In a wet corner of County Limerick, where the Assaroola River quietly marks the boundary between the townlands of Boolanlisheen and Ballynamuddagh, a circular raised platform sits in open pasture, largely unremarked and half-swallowed by vegetation.

What makes it quietly arresting is not its size but its persistence: mapped, measured, and slowly absorbed by the landscape around it, it has survived drainage works, field boundary changes, and the encroachment of a forestry plantation to its immediate north-east, remaining visible, if only just, to anyone who knows to look.

The earthwork appears on the Ordnance Survey six-inch map of 1840, already noted as a circular platform, and again on the 1897 twenty-five-inch edition, where it is recorded as a raised circular area of roughly 23 metres in diameter defined by a scarp, that is, a steep slope at the edge of the platform rather than a constructed wall. When the Archaeological Survey of Ireland examined it in 1999, they recorded a diameter of 24 metres, a scarp measuring 1.3 metres wide and 1.1 metres high, and a fosse, or surrounding ditch, averaging 2.2 metres in width. At the south-west, however, the fosse widens considerably to 8.6 metres, a detail the surveyors interpreted as a possible entrance feature, suggesting the earthwork was once a deliberate enclosure with a defined point of entry. A second enclosure site lies approximately 170 metres to the north.
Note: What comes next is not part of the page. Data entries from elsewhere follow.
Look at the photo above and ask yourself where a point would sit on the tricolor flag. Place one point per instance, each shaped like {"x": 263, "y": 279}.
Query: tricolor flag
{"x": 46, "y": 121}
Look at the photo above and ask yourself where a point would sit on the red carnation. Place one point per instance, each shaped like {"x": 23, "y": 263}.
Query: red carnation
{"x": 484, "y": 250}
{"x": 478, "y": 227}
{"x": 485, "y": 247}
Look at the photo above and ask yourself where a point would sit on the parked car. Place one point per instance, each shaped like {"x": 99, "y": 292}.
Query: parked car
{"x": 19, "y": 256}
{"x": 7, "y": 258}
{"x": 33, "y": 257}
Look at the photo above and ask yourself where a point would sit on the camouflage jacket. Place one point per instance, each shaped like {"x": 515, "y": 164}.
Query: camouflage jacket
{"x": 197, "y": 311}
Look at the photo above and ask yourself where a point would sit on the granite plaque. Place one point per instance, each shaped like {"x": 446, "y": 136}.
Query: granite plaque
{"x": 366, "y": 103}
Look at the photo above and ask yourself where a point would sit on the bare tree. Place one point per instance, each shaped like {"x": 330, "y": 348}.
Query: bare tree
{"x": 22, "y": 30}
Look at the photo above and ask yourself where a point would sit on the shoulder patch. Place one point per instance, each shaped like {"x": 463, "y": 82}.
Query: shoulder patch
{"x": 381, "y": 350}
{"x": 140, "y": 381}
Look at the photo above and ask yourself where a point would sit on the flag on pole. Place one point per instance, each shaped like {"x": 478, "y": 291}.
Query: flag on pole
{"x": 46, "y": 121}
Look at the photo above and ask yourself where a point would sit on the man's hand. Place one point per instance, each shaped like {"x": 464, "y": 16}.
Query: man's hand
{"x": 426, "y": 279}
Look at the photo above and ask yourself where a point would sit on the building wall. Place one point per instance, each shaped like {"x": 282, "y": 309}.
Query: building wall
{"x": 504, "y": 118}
By the north-west, a possible drainage ditch running roughly north to south has truncated the monument, and a curving field boundary cuts across it from the north-east, the ordinary business of agricultural land management having left its mark over the centuries.

Accessing the site requires crossing wet pasture, so the ground conditions are worth bearing in mind, particularly in winter or after prolonged rain. The monument is partially overgrown and does not announce itself from a distance, but aerial imagery, including Google Earth orthoimages used in the 1999 survey and available to anyone today, gives a clearer sense of the platform's outline than a ground-level visit might. The related enclosure to the north is the more legible of the two features from the ground and may help orient a visitor approaching from that direction. There are no facilities or formal access arrangements recorded for the site.